Yesterday, after a sleepless night, I got up feeling anxious. I knew already that it was going to be a long day, waiting. Waiting for a specific e-mail. After three long months, I was going to receive the score for my final dissertation. During the past three months, I didn’t think much about it, I thought that there was time and that I didn’t have to worry over something that wasn’t happening too soon. But yesterday I realized that later was now. And suddenly my mind was full of doubts, yeah, I know that wasn’t my first dissertation and that in the last year I studied night and day. But I couldn’t remove all these stressful ideas out of my mind. What if my analysis was wrong? And if I misspelled my name or my supervisor’s name? And if I mad some typos? I’ve spent the whole morning with all these questions in my mind. I felt like crying, like throwing up and then crying again, It was like being in an emotional roller-coaster with no ends. During lunchtime, I was seated with my family and I couldn’t talk at all. Everyone was looking at me with apprehension. They couldn’t talk freely since I was sitting there wallowing myself in a pit of desperation.

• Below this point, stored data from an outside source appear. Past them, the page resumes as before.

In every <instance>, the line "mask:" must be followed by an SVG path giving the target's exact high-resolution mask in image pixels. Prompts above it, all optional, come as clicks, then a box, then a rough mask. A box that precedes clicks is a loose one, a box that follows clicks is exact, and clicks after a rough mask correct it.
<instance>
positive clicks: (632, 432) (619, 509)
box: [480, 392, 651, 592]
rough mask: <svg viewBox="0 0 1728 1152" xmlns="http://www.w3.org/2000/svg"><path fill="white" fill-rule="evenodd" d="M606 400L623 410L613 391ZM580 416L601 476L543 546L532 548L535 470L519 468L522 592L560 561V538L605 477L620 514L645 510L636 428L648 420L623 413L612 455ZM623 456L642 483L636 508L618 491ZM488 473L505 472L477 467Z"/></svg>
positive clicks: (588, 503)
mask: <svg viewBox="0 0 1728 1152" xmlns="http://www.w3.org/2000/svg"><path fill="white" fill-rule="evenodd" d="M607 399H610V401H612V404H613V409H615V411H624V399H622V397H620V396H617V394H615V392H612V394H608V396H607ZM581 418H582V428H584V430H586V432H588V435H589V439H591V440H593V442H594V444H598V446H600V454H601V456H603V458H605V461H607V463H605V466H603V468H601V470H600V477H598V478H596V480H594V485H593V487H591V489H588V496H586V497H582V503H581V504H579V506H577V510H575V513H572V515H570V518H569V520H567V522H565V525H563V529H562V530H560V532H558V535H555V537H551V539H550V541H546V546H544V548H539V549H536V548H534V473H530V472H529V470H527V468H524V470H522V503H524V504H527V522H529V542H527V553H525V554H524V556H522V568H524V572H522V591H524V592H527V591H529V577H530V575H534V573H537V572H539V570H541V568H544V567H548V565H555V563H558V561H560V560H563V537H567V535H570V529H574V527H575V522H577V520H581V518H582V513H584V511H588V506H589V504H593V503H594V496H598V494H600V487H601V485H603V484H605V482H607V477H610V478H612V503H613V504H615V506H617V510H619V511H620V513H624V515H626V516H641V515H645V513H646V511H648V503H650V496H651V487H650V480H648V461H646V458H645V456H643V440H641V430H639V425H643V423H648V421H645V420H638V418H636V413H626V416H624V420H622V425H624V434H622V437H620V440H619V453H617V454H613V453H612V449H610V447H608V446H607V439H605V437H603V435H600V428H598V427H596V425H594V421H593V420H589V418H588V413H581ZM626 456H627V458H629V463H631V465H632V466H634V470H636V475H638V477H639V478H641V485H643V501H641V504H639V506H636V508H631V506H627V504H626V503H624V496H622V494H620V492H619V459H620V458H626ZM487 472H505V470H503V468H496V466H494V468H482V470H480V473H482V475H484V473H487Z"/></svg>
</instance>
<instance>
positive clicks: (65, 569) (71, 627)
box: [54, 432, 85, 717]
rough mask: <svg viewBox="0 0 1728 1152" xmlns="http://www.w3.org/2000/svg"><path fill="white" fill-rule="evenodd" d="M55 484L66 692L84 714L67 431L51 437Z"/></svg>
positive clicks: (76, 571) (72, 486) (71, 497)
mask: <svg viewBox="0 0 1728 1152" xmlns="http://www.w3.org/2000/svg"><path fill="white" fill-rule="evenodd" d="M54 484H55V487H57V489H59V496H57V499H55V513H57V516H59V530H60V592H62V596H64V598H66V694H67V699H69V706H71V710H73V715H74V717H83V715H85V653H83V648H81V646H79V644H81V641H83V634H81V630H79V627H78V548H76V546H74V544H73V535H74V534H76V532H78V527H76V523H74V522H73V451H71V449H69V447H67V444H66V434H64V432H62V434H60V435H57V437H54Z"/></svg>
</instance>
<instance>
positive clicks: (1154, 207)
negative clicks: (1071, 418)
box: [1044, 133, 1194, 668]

After our lunch full of despair, I cleaned the kitchen with a cloud full of sorrow on top of my head. With the time passing, I started to accept that soon or later I would receive an email with “FAIL” written on it. I was 100% sure about it. But the time was so slow, and my anxiety was growing more and more. Anxiety and resignation were alternating in my mind. I started to have a strong headache and my hands were sweating like crazy.
Then suddenly I received a message! It was from my best friend (that she was also my classmate) saying: “Did you receive something? The e-mails are coming.” There I almost had a heart attack I opened my email reloading the page every second. And my mind was already full of other questions: Why I am not receiving anything? Is it because I failed? What if is it really a failure? I couldn’t stop thinking about it.
My head was pounding like crazy and
and my hands were sweating.
20 minut… wait here it is!
Finally, the e-mail arrived while I was opening it my mind was rushing, and all the ideas were spinning everywhere. My family was next to me holding their breaths, they wanted to know as much as me.
After reading the result I was able just to cry, the tears were covering my eyes and I couldn’t hear any sound around me. All the questions and doubts disappeared, I passed, and not only I passed, but I also received one of my highest scores ever. This emotional roller-coaster ended in a warm hug from my loved ones. Here it is, the end of my student life and the beginning of a new chapter.